Notorious Minds Crime Mystery Thriller Boxset
Mystery/Thriller
Date Published: October 13, 2020
Publisher: Fire Quill Publishers
Frankie Shep is still mourning the deaths of her husband and young son when she finds a bone in the far corner of her Wyoming cattle ranch.
Excited to think she may have discovered an ancient Native American village, she takes the bone to a lifelong friend who is now a forensic anthropologist on contract with her county.
After a cursory inspection, he turns a blood-chilling stare at Frankie. The bone isn’t ancient. Worse, the victim could be the remains of Frankie’s mother. She disappeared from her own bed more than a decade ago.
And now her retired father is missing.
As Frankie digs deeper, she discovers the terrifying truth that a serial killer is using her land to bury his victims, all members of her family and inner circle.

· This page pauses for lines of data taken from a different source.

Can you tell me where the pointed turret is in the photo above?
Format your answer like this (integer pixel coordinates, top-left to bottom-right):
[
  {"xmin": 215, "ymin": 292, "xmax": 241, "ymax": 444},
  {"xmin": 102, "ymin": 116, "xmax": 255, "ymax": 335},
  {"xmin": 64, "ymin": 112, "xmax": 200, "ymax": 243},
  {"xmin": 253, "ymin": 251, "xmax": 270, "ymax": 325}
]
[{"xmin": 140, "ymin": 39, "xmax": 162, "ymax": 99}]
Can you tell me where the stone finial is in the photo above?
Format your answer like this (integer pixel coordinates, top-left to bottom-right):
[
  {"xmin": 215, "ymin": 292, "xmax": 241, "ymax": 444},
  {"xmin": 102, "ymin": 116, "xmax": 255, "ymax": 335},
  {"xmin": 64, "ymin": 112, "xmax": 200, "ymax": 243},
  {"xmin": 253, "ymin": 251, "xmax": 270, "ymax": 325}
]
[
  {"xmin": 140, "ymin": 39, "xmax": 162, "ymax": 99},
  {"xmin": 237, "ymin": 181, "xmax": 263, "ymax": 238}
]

And now he’s watching her.
Mystery Bones Murders is a story of love, heart-wrenching deception, and finding redemption.
Available exclusively in the Notorious Minds box set!
What does it take to commit the perfect crime?
Delve into these dark and twisted tales by twenty USA Today and International Bestselling Authors.
No matter what kind of crime story typically catches your imagination, there’s sure to be something for everyone.
Conspiracies, political plots, and yes, even murder, are just a few of the crimes waiting inside this box set.
Discover a narcissistic grandmother running an underground syndicate, or a support group bent on murder…and even a serial killer who turns his victims into fairytale creatures.
Uncover the passion, jealousy, and fear lingering in every tale.
This box set is packed with thousands of pages that will hold you on the edge of your seat, crying for answers.
Chapter 1
The howl of a wolf pierced into Frankie’s end-of-the-workday stillness.
Alarmed, she lifted her feet from the table she kept on her wrap-around porch.
By the time the animal howled a third time, Frankie’s skin prickled—with both
concern for her animals and the eerie reminder of how alone life had left her.
She walked to the big oak door of her Wyoming ranch
house. When she swung it open, the door’s hinges creaked. The tinny sound
mingled with the darkness inside the house to taunt Frankie about her
isolation.
But the moment’s mission didn’t leave time to dwell
on self-pity, so she did what she always did… shoved her heartache into the
wasteland her insides had become in the last five years.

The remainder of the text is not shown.